Aqui, os inovadores têm tudo o que precisam – e, por isso, estão livres de preocupações rotineiras. De certa maneira, a Samsung criou seu próprio ecossistema de aceleração e inovação, o que parece ser o ponto final na evolução acompanhada pela comitiva até agora. Além das start-ups bem-sucedidas, estão as gigantes de tecnologia que compram e vendem projetos que sobrevivem e prosperam.

Duas semanas antes dessa visita, a Amazon pagara U$ 1 bilhão para adquirir a companhia Ring, fabricante de campainhas inteligentes. Como uma das empresas aceleradas pela Samsung, a venda realizou um significativo retorno do investimento despendido.

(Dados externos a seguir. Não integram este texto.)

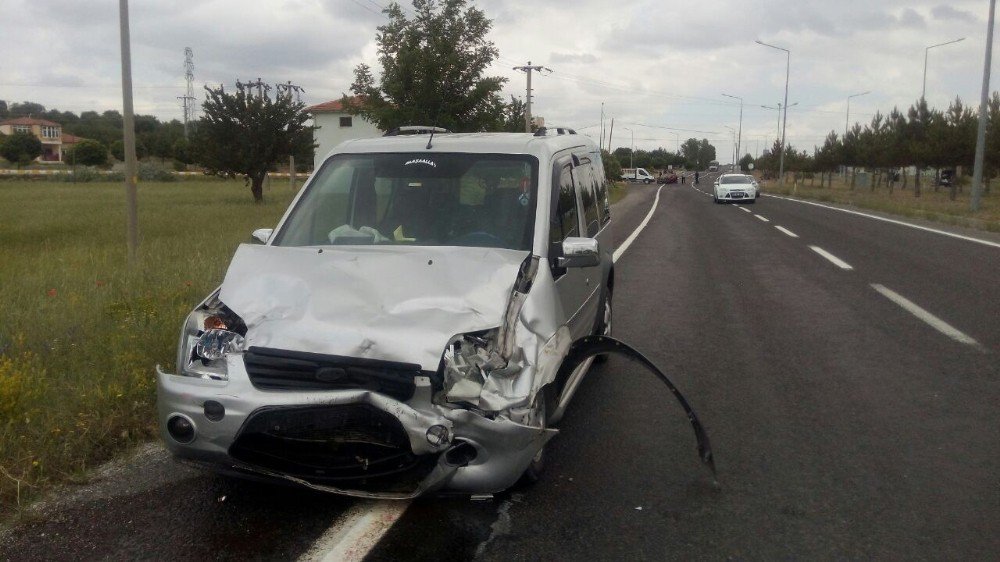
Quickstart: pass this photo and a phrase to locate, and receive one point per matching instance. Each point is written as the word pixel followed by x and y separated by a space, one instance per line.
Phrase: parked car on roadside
pixel 400 330
pixel 734 187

*Integraram a comitiva: Jamal Jorge Bittar (presidente da Fibra), Graciomario de Queiroz (diretor de tecnologia da Fibra), Mário Lima (consultor da Fibra), Antônio Valdir Oliveira Filho (secretário de Desenvolvimento, Ciência e Tecnologia do Distrito Federal), Thiago Jarjour (secretário adjunto de Ciência, Tecnologia e Inovação), Afonso Bermudez (presidente do Sebrae), Rodrigo Sá (diretor-superintendente do Sebrae), Geraldo Martha (pesquisador da Embrapa), Cristina Castro (UnB), Renato Matsunaga (Jornal de Brasília) e Carolina Roberte.

O repórter acompanhou a delegação como convidado.